Although she has retired from farming, Helen rarely has a day of rest. As the president of the Wondai Garden Club, she is constantly planning garden shows, selling plants and giving gardening advice.
She also spends almost every day with her hands in the soil.
Wherever Helen has gone, she's always had a garden and has graciously earned herself the title of somewhat of an expert.
The Youngs' garden at Proston was a house on a block of bare land when the pair moved there. Now, vegetable gardens flourish among grape vines, and fruit trees, roses and hundreds of plant species circle every inch of the garden.
As temperatures have cooled, only some parts have remained in colour but Helen says winter is just as vital as any other month in terms of maintenance.
While a lot must be done in summer to keep a garden happy, Helen says to leave the heavy work for when cooler temperatures set in.
Pruning is a must in winter if you want good quality flowers, although a garden will grow wherever there is sun and water.
"If you want to dig up new garden beds or build walls, do it in the cooler months,” she said.
"Prune shrubs and trees while they're dormant. Fruit trees and roses definitely need pruning to encourage them to regrow in the warmer weather. You have to keep removing the oldest wood.”
Fruit and deciduous trees as well as ornamentals, salvias and roses should be planted through winter to allow for nourishment and hydration from the rain before the hot weather heats the soil. If you're an area prone to heavy frost, Helen recommends holding off planting until the end of August.
"If you plant too late into spring, when it starts to get hot and the plants aren't established, it will put them under enormous amounts of stress,” Helen said.
"Cooler weather is what the plant needs to establish a root system before it gets too hot and dry.”
Her third secret is soil health: The milder weeds in Helen's garden have often been turned back into the soil to act as green manure.
The leaves of an old currajong tree that are often dropped in winter are put into compost then scattered among the roses.
"The best approach to keeping a healthy garden is through the health of your soil. This is something you can pay a lot of attention to in the winter.
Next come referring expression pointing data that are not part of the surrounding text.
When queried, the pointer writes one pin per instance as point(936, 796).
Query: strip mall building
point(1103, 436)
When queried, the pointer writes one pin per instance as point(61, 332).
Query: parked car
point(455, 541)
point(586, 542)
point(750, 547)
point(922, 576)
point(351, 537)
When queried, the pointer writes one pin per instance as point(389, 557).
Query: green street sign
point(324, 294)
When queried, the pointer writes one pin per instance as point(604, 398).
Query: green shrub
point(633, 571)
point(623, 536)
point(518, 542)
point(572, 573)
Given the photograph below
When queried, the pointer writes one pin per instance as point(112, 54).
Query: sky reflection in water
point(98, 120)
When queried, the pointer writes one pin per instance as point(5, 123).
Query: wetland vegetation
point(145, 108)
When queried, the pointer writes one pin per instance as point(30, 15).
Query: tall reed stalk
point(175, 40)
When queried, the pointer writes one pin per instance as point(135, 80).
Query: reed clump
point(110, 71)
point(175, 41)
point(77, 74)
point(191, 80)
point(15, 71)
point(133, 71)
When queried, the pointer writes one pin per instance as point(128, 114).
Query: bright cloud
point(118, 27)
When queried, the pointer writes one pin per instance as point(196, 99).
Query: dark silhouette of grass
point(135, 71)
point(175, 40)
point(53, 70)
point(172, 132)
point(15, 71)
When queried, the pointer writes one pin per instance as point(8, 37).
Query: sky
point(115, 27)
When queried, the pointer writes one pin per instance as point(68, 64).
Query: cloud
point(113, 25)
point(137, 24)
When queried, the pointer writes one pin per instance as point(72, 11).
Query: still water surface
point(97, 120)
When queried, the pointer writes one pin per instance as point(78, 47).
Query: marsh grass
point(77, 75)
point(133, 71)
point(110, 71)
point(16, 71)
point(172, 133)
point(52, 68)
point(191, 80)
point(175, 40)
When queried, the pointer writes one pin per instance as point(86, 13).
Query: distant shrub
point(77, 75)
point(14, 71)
Really work on conditioning your soil during the winter and get rid of the perennial weeds so when it warms up and you get rain it's all there then.”
Helen says the key to a good garden is something that looks effortless, despite the hard work.
"I like the natural cycle through the garden during the seasons, as it gives you a chance to clean everything up properly,” she said.
"I always think it doesn't matter if you just have a few pots or a thousand acres, the principals are still the same.”